Лавров неожиданно рассмеялся. Его смех прозвучал настолько искренне, что я даже немного растерялась.
– Ян молодой еще. Считай, он как острый перец в блюде. Вначале обжигает, затем открывает новые грани.
– Грани чего? Самолюбования? – скептически хмыкнула я.
– Ульяна, поверь мне, он хороший парень, – сказал Лавров. – Да, может быть у него немного резковатая манера общения поначалу, но он не юлит, как уж на сковороде, и открыто говорит все, что думает. Хоть он и молод, у него есть деловая хватка, стратегическое мышление и самое главное – желание развивать бизнес.
Я скептически приподняла бровь. Мне было трудно поверить, что тот холеный пижон, который так бесцеремонно ворвался в нашу жизнь, мог оказаться «хорошим парнем».
– Константин Владимирович, вы уверены, что не ошиблись в нем? – осторожно спросила я.
Лавров покачал головой.
– Нет, Ульяна, не ошибся. Поверь, я бы не доверил свое детище человеку, в котором не был уверен на сто процентов. Ян понял мою ситуацию и, в отличие от других коршунов, не стал прогибать меня, пытаясь сбить цену. Он может казаться нагловатым, но он действительно талантливый бизнесмен и, что важнее, человек с принципами. Сташевский – именно тот, кто нужен ресторану сейчас. Он сможет вывести бизнес на новый уровень.

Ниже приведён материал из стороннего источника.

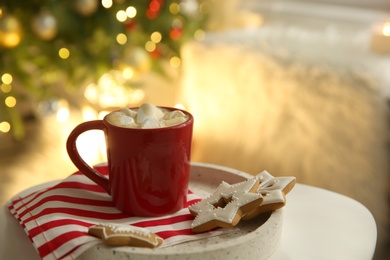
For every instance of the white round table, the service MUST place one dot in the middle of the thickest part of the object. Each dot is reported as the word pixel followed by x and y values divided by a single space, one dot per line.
pixel 318 224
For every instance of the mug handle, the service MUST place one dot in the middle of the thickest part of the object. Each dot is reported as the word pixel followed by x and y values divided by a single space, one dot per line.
pixel 74 155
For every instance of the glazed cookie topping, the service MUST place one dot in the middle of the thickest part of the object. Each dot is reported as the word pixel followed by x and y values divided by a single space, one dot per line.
pixel 274 191
pixel 125 235
pixel 226 206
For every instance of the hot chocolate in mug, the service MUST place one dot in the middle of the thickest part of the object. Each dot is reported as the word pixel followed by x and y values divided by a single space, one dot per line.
pixel 148 153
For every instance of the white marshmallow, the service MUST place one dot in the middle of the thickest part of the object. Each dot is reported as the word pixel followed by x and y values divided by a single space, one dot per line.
pixel 147 116
pixel 150 123
pixel 174 114
pixel 148 111
pixel 129 112
pixel 173 121
pixel 119 119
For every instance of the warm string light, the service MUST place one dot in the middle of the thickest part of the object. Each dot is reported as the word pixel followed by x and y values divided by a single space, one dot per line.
pixel 386 29
pixel 9 101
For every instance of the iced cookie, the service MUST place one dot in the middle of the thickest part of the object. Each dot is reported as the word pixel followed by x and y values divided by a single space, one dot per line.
pixel 274 191
pixel 125 235
pixel 226 206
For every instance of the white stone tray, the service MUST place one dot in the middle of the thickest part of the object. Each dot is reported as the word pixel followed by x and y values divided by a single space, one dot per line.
pixel 255 239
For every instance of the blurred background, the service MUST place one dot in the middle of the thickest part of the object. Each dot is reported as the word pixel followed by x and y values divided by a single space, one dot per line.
pixel 293 87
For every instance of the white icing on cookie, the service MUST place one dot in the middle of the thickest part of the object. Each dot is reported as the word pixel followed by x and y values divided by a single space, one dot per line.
pixel 234 197
pixel 272 188
pixel 117 230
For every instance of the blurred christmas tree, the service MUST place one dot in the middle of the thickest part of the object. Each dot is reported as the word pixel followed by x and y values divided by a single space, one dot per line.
pixel 51 49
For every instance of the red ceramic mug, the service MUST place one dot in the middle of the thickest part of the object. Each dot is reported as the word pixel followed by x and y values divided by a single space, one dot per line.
pixel 148 168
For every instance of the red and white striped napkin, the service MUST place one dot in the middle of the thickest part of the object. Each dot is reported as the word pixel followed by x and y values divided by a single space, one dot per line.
pixel 56 219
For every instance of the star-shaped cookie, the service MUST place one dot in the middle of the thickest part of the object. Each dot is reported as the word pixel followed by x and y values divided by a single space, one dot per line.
pixel 125 235
pixel 226 206
pixel 274 191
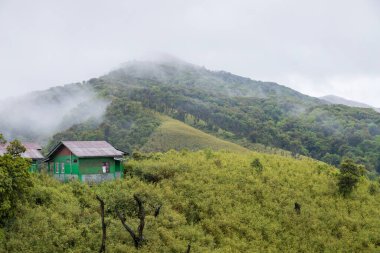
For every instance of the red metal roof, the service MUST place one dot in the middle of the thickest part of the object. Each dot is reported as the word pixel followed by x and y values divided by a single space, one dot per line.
pixel 92 149
pixel 32 150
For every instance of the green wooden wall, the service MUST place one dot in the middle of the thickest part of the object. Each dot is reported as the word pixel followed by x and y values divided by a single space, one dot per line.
pixel 66 167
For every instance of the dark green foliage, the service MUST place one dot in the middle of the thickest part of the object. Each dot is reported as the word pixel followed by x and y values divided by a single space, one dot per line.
pixel 349 177
pixel 214 208
pixel 256 164
pixel 15 183
pixel 2 139
pixel 231 107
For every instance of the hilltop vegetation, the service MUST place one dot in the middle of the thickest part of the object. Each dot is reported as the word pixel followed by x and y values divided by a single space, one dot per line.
pixel 174 134
pixel 216 201
pixel 230 107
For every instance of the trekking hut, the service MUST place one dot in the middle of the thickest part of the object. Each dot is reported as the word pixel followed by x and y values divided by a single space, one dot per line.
pixel 88 161
pixel 33 152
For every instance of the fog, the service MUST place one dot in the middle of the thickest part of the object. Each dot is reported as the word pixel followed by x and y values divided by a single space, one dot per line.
pixel 318 47
pixel 39 115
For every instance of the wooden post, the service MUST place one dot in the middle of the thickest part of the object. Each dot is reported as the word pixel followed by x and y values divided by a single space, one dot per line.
pixel 104 226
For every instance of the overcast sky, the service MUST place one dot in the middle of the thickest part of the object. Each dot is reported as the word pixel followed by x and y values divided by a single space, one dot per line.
pixel 318 47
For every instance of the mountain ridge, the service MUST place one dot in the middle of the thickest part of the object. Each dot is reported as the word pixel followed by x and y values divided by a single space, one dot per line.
pixel 234 108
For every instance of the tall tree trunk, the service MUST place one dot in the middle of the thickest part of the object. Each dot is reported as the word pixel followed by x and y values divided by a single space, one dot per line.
pixel 139 238
pixel 104 226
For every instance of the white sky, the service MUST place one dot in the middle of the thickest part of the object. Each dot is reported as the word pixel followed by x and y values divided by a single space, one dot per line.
pixel 318 47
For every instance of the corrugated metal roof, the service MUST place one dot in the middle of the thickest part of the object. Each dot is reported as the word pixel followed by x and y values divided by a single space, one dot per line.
pixel 32 150
pixel 92 149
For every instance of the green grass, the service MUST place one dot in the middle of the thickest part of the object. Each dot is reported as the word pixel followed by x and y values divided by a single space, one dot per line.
pixel 173 134
pixel 217 201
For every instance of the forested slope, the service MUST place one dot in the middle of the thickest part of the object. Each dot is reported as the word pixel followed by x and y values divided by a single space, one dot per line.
pixel 214 201
pixel 228 106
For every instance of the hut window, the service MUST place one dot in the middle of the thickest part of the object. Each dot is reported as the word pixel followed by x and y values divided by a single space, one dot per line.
pixel 106 167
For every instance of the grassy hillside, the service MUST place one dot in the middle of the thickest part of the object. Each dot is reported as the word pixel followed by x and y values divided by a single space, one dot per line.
pixel 225 105
pixel 216 201
pixel 174 134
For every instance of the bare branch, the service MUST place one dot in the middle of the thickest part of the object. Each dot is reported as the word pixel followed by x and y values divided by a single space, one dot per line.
pixel 104 226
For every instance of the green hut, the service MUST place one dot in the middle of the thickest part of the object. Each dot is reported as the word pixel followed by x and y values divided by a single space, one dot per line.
pixel 33 152
pixel 88 161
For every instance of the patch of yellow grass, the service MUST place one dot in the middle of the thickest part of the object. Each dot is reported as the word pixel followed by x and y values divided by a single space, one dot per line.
pixel 174 134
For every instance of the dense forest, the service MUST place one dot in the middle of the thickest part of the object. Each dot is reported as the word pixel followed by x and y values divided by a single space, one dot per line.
pixel 200 201
pixel 234 108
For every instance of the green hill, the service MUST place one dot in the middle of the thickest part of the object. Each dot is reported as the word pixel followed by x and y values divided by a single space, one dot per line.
pixel 216 201
pixel 234 108
pixel 174 134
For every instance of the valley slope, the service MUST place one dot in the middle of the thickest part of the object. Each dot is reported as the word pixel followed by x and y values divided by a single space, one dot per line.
pixel 230 107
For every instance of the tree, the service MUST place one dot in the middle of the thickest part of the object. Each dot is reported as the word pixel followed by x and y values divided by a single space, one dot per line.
pixel 2 139
pixel 15 148
pixel 15 182
pixel 350 174
pixel 138 237
pixel 104 226
pixel 256 164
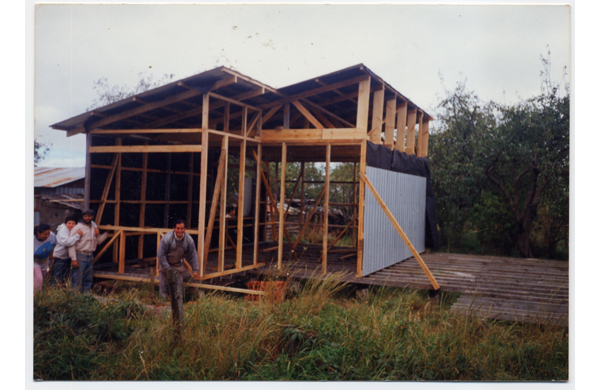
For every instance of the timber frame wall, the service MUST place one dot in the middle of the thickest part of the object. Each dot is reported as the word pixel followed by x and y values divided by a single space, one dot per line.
pixel 189 128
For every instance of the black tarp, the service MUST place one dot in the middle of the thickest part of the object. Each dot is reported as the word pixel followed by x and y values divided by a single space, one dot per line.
pixel 380 156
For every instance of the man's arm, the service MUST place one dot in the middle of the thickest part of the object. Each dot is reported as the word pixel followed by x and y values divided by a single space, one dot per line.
pixel 192 256
pixel 163 248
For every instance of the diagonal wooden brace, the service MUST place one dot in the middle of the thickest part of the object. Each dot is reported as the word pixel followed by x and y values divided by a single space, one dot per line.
pixel 410 246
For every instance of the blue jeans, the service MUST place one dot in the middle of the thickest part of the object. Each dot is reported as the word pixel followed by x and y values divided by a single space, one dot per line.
pixel 83 275
pixel 60 272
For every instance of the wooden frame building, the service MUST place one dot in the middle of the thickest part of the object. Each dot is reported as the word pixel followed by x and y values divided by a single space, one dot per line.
pixel 165 154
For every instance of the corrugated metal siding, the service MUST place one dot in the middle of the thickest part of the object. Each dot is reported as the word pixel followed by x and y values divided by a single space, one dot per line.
pixel 404 195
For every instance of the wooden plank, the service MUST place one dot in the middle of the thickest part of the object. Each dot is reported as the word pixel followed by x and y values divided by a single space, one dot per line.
pixel 361 210
pixel 308 115
pixel 362 107
pixel 390 122
pixel 88 172
pixel 410 246
pixel 410 133
pixel 222 218
pixel 230 100
pixel 424 145
pixel 240 211
pixel 281 203
pixel 419 133
pixel 146 149
pixel 108 244
pixel 316 91
pixel 257 205
pixel 401 126
pixel 107 184
pixel 122 241
pixel 326 208
pixel 205 110
pixel 377 119
pixel 147 130
pixel 313 136
pixel 202 257
pixel 142 219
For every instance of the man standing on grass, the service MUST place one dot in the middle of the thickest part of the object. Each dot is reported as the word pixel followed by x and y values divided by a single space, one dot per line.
pixel 175 246
pixel 82 253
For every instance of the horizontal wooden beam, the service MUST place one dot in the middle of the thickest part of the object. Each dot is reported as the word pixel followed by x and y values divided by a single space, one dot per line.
pixel 146 149
pixel 316 91
pixel 312 135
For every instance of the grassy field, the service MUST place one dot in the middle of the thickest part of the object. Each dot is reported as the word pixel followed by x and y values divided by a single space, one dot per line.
pixel 323 331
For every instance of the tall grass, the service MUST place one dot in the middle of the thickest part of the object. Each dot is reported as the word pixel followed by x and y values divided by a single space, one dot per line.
pixel 321 332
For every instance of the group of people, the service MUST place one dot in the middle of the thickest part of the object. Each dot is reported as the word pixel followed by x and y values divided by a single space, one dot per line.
pixel 70 252
pixel 66 254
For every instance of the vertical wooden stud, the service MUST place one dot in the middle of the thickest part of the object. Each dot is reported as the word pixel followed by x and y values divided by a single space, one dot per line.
pixel 401 126
pixel 420 133
pixel 281 208
pixel 425 140
pixel 390 122
pixel 361 210
pixel 117 211
pixel 205 109
pixel 410 133
pixel 88 172
pixel 240 211
pixel 377 120
pixel 362 105
pixel 143 202
pixel 202 202
pixel 223 220
pixel 326 209
pixel 257 204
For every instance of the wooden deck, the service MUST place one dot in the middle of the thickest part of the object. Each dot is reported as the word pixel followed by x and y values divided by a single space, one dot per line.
pixel 513 289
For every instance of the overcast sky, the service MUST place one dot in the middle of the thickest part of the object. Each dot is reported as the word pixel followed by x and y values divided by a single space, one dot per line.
pixel 496 49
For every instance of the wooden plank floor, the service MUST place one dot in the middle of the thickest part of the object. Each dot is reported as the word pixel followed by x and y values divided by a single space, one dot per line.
pixel 504 288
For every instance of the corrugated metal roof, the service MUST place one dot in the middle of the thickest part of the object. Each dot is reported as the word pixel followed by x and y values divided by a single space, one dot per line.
pixel 54 177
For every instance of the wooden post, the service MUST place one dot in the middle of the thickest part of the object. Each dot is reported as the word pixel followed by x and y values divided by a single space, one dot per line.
pixel 117 211
pixel 202 255
pixel 222 219
pixel 281 202
pixel 390 122
pixel 167 192
pixel 401 125
pixel 257 205
pixel 410 134
pixel 226 118
pixel 302 166
pixel 377 120
pixel 361 210
pixel 190 190
pixel 396 225
pixel 213 207
pixel 362 105
pixel 176 295
pixel 143 202
pixel 354 209
pixel 425 140
pixel 122 240
pixel 326 209
pixel 420 133
pixel 240 211
pixel 88 172
pixel 205 110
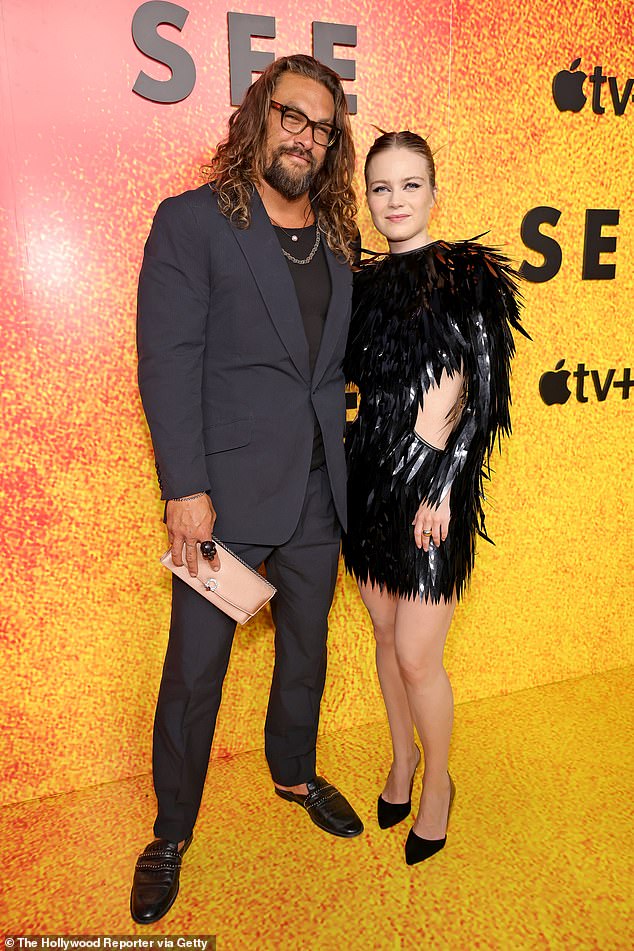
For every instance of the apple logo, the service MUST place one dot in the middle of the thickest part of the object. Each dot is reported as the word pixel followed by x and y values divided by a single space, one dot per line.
pixel 553 387
pixel 567 89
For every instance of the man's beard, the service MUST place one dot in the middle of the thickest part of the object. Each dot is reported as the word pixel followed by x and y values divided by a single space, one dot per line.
pixel 288 183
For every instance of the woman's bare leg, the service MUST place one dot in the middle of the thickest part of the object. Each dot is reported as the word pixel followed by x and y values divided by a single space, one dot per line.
pixel 382 610
pixel 420 633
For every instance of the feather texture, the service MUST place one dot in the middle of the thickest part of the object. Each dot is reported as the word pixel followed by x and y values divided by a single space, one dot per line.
pixel 446 307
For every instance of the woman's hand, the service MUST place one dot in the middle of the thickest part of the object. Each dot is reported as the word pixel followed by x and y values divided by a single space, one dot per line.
pixel 432 523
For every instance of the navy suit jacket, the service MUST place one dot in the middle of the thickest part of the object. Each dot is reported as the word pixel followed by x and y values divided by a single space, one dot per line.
pixel 224 372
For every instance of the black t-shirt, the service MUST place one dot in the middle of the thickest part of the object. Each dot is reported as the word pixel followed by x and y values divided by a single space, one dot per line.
pixel 313 289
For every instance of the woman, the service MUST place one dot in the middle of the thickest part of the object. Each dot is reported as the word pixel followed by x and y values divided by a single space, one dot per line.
pixel 429 349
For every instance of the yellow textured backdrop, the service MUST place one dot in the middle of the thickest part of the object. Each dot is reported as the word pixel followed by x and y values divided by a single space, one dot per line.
pixel 84 164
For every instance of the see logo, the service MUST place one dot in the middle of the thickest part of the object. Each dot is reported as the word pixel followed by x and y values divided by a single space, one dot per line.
pixel 553 385
pixel 569 95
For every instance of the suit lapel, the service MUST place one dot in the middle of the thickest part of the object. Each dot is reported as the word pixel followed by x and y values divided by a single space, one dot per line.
pixel 261 248
pixel 338 309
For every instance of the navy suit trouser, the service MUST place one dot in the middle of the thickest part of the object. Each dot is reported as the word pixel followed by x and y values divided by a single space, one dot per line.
pixel 304 571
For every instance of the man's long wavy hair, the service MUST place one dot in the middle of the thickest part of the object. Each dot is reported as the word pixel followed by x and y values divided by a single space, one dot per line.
pixel 239 160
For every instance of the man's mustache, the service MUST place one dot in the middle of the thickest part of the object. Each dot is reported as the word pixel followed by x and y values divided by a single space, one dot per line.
pixel 302 153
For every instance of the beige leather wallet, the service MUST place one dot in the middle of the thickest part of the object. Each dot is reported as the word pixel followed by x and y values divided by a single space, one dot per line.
pixel 236 588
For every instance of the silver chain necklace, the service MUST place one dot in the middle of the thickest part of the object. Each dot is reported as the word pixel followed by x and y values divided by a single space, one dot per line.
pixel 312 252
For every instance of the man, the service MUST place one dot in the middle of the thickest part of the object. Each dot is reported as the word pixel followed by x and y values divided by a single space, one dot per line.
pixel 244 305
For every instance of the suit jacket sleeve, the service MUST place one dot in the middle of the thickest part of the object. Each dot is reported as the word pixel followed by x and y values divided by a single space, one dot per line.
pixel 173 305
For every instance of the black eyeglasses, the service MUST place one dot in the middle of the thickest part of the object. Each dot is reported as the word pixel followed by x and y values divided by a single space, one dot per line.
pixel 293 120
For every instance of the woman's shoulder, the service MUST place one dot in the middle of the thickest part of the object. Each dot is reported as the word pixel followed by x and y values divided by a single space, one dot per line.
pixel 474 257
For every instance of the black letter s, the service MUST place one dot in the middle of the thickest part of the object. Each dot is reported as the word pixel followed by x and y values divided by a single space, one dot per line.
pixel 542 243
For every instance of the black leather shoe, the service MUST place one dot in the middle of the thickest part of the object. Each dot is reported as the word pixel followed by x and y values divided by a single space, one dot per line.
pixel 391 813
pixel 418 849
pixel 156 880
pixel 326 807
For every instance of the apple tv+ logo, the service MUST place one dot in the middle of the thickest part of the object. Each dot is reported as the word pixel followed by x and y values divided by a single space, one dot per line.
pixel 569 95
pixel 553 385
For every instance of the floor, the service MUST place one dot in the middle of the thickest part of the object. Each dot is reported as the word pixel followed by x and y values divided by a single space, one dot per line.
pixel 539 852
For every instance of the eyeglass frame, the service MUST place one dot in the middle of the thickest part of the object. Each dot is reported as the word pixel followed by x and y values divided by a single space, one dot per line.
pixel 281 108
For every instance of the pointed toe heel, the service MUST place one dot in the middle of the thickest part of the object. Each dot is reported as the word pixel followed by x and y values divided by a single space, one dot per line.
pixel 391 813
pixel 418 849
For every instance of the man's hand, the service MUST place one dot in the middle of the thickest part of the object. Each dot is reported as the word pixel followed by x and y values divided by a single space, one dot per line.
pixel 431 523
pixel 190 521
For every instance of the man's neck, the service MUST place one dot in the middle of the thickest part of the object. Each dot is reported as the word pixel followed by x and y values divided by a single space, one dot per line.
pixel 289 213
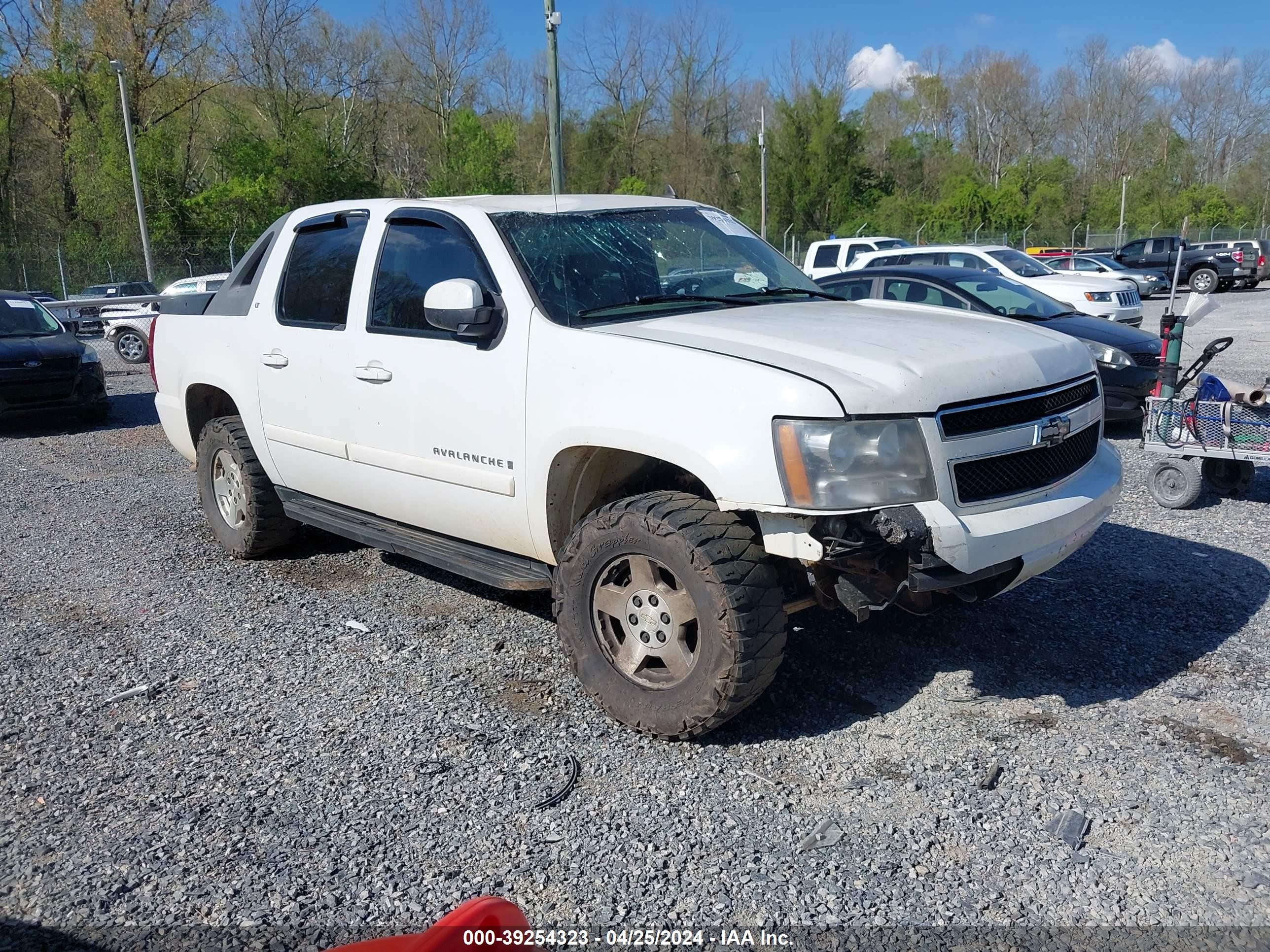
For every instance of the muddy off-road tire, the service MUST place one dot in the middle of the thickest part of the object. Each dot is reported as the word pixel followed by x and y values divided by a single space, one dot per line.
pixel 1229 477
pixel 671 613
pixel 243 508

– Хорошо, – неохотно согласилась я. – Я постараюсь дать ему шанс. Но если он продолжит вести себя как самодур, я за себя не ручаюсь.
Лавров улыбнулся.
– Договорились. Но я уверен, что до этого не дойдет. Просто дай ему время. И сама присмотрись к нему повнимательнее. Уверен, ты увидишь в нем то же, что и я.